Fiquei de pé. Minhas pernas pareciam feitas de gelatina, mas, ao entregar o bilhete na cabine, uma onda inédita de audácia blindou meu corpo. Eu estava indo. Ninguém podia me deter.
Dentro da aeronave, o ronco dos motores ecoou e o cansaço acumulado de anos me atingiu de uma vez. Enquanto o avião ganhava altitude e rasgava as nuvens, olhei pela janela. O Brasil virou um emaranhado de luzes minúsculas, tão pequenas que parecia fácil deixá-lo para trás. Deixá-lo com o medo.
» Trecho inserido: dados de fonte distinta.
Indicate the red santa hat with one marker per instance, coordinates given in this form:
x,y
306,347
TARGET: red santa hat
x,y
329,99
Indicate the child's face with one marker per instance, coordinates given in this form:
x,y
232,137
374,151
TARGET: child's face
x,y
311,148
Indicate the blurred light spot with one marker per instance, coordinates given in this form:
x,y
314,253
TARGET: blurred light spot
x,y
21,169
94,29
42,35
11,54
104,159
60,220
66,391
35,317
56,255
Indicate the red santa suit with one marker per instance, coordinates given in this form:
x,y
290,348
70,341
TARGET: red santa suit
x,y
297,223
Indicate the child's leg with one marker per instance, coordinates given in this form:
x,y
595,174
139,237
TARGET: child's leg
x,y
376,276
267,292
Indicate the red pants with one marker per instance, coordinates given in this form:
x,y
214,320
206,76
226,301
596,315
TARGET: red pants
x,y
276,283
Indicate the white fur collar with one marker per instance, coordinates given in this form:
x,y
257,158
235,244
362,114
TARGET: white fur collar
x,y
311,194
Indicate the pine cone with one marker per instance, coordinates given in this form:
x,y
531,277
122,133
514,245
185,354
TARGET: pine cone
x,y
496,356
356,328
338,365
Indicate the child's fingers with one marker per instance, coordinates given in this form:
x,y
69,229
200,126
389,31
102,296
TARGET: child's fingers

O voo foi um borrão de turbulências, choros abafados contra o travesseiro da poltrona e cochilos sobressaltados. Quando os pneus tocaram a pista em Lisboa, contudo, algo mudou no meu peito. Esperança.
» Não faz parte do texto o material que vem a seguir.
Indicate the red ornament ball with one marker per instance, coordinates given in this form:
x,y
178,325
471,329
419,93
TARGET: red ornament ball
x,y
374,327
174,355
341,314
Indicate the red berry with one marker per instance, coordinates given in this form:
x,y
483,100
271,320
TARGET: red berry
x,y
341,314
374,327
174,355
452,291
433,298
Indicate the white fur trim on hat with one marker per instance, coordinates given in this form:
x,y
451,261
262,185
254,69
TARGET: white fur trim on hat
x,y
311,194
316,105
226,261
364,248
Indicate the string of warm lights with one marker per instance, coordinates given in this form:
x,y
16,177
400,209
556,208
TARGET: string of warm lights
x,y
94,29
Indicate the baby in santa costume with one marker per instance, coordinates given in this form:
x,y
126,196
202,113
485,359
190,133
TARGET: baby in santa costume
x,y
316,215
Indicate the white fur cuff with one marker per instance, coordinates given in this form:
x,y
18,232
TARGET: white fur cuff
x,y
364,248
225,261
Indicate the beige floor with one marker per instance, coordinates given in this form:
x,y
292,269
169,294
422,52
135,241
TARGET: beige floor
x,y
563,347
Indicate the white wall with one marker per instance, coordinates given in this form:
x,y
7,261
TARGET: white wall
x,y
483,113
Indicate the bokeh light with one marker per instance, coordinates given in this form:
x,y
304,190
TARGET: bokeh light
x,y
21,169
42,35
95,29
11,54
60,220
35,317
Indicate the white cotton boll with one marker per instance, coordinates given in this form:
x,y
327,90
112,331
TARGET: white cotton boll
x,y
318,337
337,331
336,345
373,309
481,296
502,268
Passei as horas de conexão observando o vaivém de pessoas no aeroporto europeu, ouvindo o português cantado dos nativos e sotaques que eu sequer sabia identificar. Ali, ninguém sabia quem eu era. Eu não era a vítima do André. Eu era apenas mais uma viajante comum em trânsito.
O segundo voo, em direção à Inglaterra, voou. Duas horas e meia que pareceram minutos. E quando o piloto anunciou o procedimento de descida, meu coração disparou de uma forma diferente. Não era pânico; era expectativa.
Londres surgiu pela janela. Cinzenta, fria, monumental… e, de alguma forma, minha.
Cruzei a imigração com o peito erguido. Segui as placas de sinalização até a barreira de vidro que separava a área restrita do saguão de desembarque. Meus olhos varreram a multidão de rostos desconhecidos e placas com nomes escritos.
E então, eu a vi.
Karina. Ela estava lá, alternando entre um sorriso gigante e lágrimas que limpavam suas bochechas, com os braços abertos exatamente como prometera.
Larguei a mochila no chão, esquecendo o mundo ao redor, e corri. O abraço dela me envolveu com tanta força e calor que meu corpo finalmente relaxou. Desabei em seu ombro, não de dor, mas porque finalmente estava segura.
— Você conseguiu, Ju… — a voz dela veio abafada, embargada contra o meu cabelo. — Meu Deus, você conseguiu.
Inalei o perfume familiar dela, sentindo o choque do ar gélido de Londres tocar minha pele.
— Eu estou aqui, Kari. Eu estou aqui — sussurrei, chorando com o peito lavado. — Eu estou livre.